Every new drone feed and every new soldier with a satellite radio creates more appetite for bandwidth — an appetite the military can’t hope to fill with military spacecraft alone. To try to keep up, the Pentagon has leased bandwidth from commercial carriers for more than a decade. And the next decade should bring even more commercial deals; in March, the Army announced it was looking for new satellite firms to help troops in Afghanistan communicate. According to a 2008 Intelligence Science Board study — one of the few public reports on the subject — demand for satellite communications could grow from about 30 gigabits per second to 80 gigabits a decade from now.
The Chinese are poised to help fill that need — especially over Africa, where Beijing has deep business and strategic interests. In 2012, China for the first time launched more rockets into space than the U.S. – including the Chinasat 12 and Apstar-7 communications satellites.
U.S. officials have in recent years publicly accused Chinese telecommunications firms of being, in effect, subcontractors of Beijing’s spies.
I’m startled,” says Dean Cheng, a research fellow and veteran China-watcher at the Heritage Foundation. “Is this risky? Well, since the satellite was openly contracted, they [the Chinese] know who is using which transponders. And I suspect they’re making a copy of all of it.”

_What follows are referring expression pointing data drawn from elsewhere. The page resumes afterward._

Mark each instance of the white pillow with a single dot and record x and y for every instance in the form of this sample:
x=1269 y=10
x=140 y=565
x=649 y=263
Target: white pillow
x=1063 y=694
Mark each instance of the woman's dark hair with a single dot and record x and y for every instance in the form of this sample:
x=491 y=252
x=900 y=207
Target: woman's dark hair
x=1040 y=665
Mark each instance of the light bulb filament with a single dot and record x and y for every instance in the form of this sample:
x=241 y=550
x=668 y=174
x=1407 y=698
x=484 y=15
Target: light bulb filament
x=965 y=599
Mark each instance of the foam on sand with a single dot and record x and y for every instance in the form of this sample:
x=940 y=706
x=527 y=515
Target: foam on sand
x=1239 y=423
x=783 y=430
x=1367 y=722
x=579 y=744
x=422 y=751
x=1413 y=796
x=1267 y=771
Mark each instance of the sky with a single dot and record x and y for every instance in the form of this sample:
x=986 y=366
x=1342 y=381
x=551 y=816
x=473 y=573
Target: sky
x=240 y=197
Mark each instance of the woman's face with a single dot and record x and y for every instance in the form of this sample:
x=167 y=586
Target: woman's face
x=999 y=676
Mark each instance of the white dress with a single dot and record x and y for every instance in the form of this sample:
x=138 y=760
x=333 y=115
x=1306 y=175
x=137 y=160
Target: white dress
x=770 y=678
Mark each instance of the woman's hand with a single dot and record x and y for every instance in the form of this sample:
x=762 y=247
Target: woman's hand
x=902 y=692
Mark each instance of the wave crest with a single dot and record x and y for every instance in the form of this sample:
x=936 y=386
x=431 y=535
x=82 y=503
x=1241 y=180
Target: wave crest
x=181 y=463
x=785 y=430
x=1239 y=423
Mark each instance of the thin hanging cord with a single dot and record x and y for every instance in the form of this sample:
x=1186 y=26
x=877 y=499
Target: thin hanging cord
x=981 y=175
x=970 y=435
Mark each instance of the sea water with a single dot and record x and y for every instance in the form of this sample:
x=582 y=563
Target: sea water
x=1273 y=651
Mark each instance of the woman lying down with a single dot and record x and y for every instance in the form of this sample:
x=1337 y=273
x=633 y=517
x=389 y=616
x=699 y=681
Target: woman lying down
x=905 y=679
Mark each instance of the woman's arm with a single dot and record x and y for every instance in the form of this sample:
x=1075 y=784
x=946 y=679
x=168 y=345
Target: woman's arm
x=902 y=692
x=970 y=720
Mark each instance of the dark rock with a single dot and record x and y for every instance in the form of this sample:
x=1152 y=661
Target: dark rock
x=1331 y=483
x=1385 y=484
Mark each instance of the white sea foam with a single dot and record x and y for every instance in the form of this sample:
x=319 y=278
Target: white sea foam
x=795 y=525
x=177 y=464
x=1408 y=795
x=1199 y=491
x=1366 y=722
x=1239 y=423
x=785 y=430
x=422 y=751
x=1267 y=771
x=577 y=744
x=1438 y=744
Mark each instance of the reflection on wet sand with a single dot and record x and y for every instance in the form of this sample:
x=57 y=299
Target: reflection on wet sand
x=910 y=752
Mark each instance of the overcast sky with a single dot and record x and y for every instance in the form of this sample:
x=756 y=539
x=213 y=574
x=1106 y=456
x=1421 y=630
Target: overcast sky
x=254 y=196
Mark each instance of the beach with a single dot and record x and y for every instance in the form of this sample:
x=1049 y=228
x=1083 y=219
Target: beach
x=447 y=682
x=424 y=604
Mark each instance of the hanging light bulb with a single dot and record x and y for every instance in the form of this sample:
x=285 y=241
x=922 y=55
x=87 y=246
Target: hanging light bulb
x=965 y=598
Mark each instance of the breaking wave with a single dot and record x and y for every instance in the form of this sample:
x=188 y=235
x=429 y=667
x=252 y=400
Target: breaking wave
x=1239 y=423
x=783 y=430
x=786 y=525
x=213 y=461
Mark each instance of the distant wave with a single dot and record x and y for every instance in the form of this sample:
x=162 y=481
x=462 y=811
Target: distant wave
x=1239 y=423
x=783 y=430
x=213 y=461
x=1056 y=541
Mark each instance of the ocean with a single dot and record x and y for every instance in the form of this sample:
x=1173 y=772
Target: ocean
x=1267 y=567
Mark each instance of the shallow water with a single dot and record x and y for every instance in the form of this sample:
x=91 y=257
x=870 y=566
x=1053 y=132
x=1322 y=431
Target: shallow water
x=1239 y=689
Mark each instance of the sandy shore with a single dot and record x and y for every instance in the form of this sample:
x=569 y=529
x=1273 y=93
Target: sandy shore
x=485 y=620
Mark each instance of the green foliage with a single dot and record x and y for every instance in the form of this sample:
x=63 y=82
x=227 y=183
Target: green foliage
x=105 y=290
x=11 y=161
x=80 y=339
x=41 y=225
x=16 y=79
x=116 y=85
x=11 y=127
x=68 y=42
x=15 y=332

Even if the data passing over the Apstar-7 is encrypted, the coded traffic could be used to give Chinese cryptanalysts valuable clues about how the American military obfuscates its information. “This is giving it to them in a nice, neat little package. I think there is a potential security concern.”
And even if the Chinese don’t intercept the data, there’s always the danger of them suddenly deciding to block service to the American military.